In advance of filing the lawsuit, Plate wasn't specific about what he's seeking from Cape May Brewing.

"Right now, I feel like I'm being prevented from proceeding with (my hard tea) based on Cape May's presence with this," Plate said. "Certainly, it would cause confusion in the market if I came out with a Shore Tea a couple months after they released theirs. What I really want to figure out is, how do we get hard tea drinkers in Philadelphia, Pennsylvania and New Jersey the best product in a way that's fair for everybody involved? I'm not trying to shut anybody down, but to me, this does have the ring of something that I should at least, at a minimum, be a part of."

Plate said he's passionate about beverages and being an entrepreneur. He's not overly concerned with what people are going to think of him for taking legal action over the Shore Tea name. It's a bit like Kramer taking on Calvin Klein after he was rebuffed on "Seinfeld" for his beach-scented cologne. There's humor in it. 

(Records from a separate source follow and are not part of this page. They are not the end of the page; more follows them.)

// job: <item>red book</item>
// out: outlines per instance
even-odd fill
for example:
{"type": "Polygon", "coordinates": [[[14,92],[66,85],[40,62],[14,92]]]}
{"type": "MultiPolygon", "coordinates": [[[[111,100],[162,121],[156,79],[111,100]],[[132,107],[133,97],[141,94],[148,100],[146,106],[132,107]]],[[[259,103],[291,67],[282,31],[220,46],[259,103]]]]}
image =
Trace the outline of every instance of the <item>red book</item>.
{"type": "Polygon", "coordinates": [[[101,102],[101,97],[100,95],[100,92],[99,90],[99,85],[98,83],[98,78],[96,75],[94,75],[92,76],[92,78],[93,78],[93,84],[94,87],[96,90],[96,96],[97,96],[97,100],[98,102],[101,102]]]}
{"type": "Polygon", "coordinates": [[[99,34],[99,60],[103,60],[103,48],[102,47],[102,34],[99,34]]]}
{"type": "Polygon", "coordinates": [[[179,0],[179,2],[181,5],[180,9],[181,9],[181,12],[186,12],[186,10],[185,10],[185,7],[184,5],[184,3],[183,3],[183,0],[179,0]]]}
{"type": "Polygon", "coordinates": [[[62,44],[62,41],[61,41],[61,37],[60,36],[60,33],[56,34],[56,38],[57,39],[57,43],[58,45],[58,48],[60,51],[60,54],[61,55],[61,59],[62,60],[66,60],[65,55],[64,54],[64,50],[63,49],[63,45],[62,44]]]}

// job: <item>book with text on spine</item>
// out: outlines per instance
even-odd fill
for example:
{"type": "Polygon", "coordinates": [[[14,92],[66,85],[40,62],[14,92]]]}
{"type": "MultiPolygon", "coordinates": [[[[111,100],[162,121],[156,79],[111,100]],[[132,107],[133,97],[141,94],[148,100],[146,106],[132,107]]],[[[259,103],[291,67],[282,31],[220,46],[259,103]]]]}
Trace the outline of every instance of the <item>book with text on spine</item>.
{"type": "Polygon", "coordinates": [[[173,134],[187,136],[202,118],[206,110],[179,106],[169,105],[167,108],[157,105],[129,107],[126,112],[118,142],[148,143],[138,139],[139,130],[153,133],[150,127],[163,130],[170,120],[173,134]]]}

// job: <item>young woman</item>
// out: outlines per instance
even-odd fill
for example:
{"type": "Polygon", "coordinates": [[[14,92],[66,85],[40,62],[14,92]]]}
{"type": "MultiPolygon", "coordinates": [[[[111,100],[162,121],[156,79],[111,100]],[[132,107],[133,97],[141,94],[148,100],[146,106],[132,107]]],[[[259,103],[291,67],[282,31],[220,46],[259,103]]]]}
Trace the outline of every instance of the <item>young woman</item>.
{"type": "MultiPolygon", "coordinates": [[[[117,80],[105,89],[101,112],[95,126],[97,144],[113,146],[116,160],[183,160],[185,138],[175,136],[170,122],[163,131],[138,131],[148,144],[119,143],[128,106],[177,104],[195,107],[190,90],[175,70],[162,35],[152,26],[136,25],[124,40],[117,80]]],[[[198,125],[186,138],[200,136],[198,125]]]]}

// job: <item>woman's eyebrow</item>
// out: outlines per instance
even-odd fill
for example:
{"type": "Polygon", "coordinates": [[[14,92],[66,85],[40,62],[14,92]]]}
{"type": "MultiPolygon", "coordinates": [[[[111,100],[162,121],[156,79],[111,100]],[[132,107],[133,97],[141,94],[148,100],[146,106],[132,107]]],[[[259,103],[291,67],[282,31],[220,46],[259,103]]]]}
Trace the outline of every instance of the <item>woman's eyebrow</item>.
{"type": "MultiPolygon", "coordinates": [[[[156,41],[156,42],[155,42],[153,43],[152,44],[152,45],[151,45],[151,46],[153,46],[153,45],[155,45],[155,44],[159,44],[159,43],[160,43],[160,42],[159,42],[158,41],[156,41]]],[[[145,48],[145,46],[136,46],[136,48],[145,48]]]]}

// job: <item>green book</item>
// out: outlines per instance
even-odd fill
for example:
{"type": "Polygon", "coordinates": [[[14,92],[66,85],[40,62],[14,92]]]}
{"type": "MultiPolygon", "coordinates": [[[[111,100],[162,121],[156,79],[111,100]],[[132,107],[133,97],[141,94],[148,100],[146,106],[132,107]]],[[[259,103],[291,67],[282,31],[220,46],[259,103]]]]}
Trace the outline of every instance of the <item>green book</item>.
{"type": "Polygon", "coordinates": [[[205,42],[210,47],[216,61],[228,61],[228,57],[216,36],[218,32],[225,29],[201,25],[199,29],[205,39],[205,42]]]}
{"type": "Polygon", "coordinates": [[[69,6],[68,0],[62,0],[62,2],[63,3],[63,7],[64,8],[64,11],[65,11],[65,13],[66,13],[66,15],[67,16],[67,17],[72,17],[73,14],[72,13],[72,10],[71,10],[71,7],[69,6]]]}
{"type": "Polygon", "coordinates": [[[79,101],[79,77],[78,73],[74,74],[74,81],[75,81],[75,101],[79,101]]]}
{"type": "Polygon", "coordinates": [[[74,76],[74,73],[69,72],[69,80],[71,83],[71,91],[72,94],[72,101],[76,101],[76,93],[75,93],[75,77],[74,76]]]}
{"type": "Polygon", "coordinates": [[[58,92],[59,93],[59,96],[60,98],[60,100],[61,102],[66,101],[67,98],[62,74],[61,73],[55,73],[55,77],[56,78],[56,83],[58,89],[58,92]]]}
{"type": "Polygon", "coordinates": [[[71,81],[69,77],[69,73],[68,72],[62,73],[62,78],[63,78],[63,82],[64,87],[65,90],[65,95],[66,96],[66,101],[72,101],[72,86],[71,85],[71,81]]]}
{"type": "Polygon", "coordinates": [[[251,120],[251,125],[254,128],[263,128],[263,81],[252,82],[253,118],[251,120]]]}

"Whenever you put yourself out there on the internet, there are people that come out of the woodwork to defame you or describe you as any number of things," Plate said. "And it's already happened, you know, people saying that I'm a baby."

Plate knows that he could press forward with his sugar-reduced hard tea concept using a different name, but the principle of the matter is that he wants to defend the name he trademarked and the story that his version of the Shore Tea brand would tell.

If he wants to win in court, Plate may have to prove that the Shore Tea on the market got its name as a result of his failed pitch to Cape May Brewing.

"Whether it's extremely novel or not doesn't necessarily foreclose on the idea that I created something, registered something and brought it to them," Plate said.

This story was updated to include a response from a spokesperson from Cape May Brewing Co.